Que passa a nossa volta?

Em 1970, fui apresentado ao futebol. Tinha dez anos e embora jogasse com os meninos da rua, pra mim era apenas brincadeira de criança. Numa tarde de domingo estava sonolento em algum cômodo da minha casa, que não tinha televisão, quando começou um foguetório e uma gritaria revelando muita alegria. Sai para o quintal, que era acima da rua, a tempo de ver os vizinhos se abraçando enquanto o céu ficava "coalhado" de balões multicoloridos. Foi assim que passei a perguntar e descobrir que existiam vários clubes de futebol e de quatro em quatro anos havia um campeonato mundial conhecido como Copa do Mundo. Não sabia de nada disso. Meu pai, rigoroso presbítero da Assembléia de Deus, nos mantinha, eu e meus irmãos, a margem das armadilhas "deste mundo enganoso". Minha curiosidade começava a dar algumas aulas.

Neste mesmo ano ouvi falar que haveria o "censo do IBGE"; quis saber do que se tratava; a melhor explicação que recebi foi que todo o povo brasileiro deveria ser contado. Quis saber pra que, mas fiquei sem resposta.

Enquanto aguardava o próximo censo, cresci, li e descobri que o instituto fazia outros levantamentos: sobre doenças, crianças, jovens, idosos, mães, pais, remédios, automóveis, empregos, empregados e outras estatísticas que orientavam os governantes a respeito de produção de alimentos, construção de hospitais, escolas, estradas, abastecimento de alimentos e tudo mais que dissesse respeito "ao seu povo".
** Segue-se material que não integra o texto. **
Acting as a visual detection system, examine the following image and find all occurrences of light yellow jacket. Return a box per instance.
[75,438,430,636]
Já aguardava o censo de 1990 quando li uma pesquisa informando sobre "quem mais traía? o homem ou a mulher?". Por vezes me perguntei qual a utilidade dessa pesquisa. Seu resultado foi explorado maliciosamente pela imprensa, o que me deixava ainda mais desconfiado. Tempos depois fiquei sabendo que essas informações dão ao governante o conhecimento necessário para saber quem são seus governados, como levam suas vidas. Um déspota não se importaria em moldar seu povo conforme seu pensamento, entretanto um governo democrático, irá se adequar aos costumes de sua gente mantendo sua liberdade e dirigindo-os dentro da legalidade.

Enquanto esperava o Censo 2000, li uma matéria sobre o ataque estadunidense sobre Hiroshima e Nagazaki. O Exercito dos EUA fez uma pesquisa antes de perpetrar o ataque, para descobrir qual seria o melhor alvo. Deveria ser um alvo tal que permitisse um acordo de paz no futuro, por isso nenhum membro da família imperial poderia ser atingido e nenhum templo budista ou xintoísta poderia ser destruído; segundo essa matéria, que foi publicada na Revista Veja (1995/96). A matéria informa que, ao final, as cidades bombardeadas foram as que tinham a maior concentração de cristãos.
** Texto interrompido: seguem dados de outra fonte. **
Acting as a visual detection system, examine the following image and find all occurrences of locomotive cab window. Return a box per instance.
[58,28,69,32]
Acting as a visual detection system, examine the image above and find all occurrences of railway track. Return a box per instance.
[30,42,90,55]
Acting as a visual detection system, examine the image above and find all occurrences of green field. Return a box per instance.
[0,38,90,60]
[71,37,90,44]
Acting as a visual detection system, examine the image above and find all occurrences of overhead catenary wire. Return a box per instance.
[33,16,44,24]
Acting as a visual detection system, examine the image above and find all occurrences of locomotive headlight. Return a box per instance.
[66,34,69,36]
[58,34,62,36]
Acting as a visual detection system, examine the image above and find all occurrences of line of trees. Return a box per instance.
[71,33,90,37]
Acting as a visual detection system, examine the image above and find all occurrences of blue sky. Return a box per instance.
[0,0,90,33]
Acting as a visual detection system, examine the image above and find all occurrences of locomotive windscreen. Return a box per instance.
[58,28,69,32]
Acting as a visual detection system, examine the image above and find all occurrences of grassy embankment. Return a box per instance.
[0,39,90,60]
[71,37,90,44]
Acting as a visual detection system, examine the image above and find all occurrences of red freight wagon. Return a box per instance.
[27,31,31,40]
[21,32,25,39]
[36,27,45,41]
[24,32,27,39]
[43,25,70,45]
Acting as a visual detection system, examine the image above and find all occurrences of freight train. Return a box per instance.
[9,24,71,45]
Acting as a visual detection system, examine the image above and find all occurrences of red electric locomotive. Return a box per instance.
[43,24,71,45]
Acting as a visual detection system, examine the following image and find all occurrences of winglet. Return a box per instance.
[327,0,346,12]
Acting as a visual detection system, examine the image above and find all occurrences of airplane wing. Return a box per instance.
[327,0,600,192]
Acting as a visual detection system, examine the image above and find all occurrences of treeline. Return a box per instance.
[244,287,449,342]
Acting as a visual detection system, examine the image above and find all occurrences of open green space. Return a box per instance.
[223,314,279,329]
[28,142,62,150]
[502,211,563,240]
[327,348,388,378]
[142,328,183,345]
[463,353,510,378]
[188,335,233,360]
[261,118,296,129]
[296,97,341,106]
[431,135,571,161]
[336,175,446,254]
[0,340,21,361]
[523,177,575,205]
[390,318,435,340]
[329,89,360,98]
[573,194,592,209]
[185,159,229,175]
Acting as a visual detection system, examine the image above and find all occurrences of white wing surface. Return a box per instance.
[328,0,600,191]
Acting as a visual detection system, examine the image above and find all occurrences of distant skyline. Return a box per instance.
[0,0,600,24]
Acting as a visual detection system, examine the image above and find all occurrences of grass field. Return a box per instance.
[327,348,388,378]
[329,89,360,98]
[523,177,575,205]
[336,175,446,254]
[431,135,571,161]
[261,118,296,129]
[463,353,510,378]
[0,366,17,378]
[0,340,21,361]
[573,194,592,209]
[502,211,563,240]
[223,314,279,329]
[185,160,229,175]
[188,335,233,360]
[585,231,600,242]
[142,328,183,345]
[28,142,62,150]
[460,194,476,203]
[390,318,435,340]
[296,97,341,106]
Fiquei convencido da importância da informação, até porque logo após as bombas e a rendição incondicional do Japão, este país e os EUA passaram a trabalhar conjuntamente e até hoje são aliados.

De repente temos um novo governo no Brasil. Entre outras falas do Ministro da Fazenda propondo retirar dinheiro da educação profissional, há outra questionando os custos das pesquisas do IBGE. Sabe-se que no próximo censo haverá menos dinheiro e menos questões nos formulários; consequentemente, menos informações.

Agora assistimos, espantados a proibição de uma peça publicitária do BB, seguida pela demissão do diretor de publicidade, sem se importar com os valores investidos. Imagino que o diretor de publicidade, sendo do ramo, encomendou uma pesquisa buscando identificar o tipo de público que desejava atingir - jovens brasileiros desejosos de investir em "fintechs" (modalidade de investimentos pela internet) - daí os personagens: jovens, negros e brancos, com roupas e cortes de cabelo inusitados, travestis, tatuados e outras figuras que gente da minha idade até estranha, mas que estão dentro das nossas casas, afinal são nossos sobrinhos e sobrinhas, enteados e enteadas, netos e netas e mesmo nossos filhos e filhas.

O presidente informou que proibiu porque os personagens não representam o povo que quer atingir; então de onde trouxeram pessoas com aquele perfil, seria da Groelândia? Não; são apenas pessoas da nossa sociedade atual; deveriam ser mais considerados. São essas as pessoas que estão a nossa volta.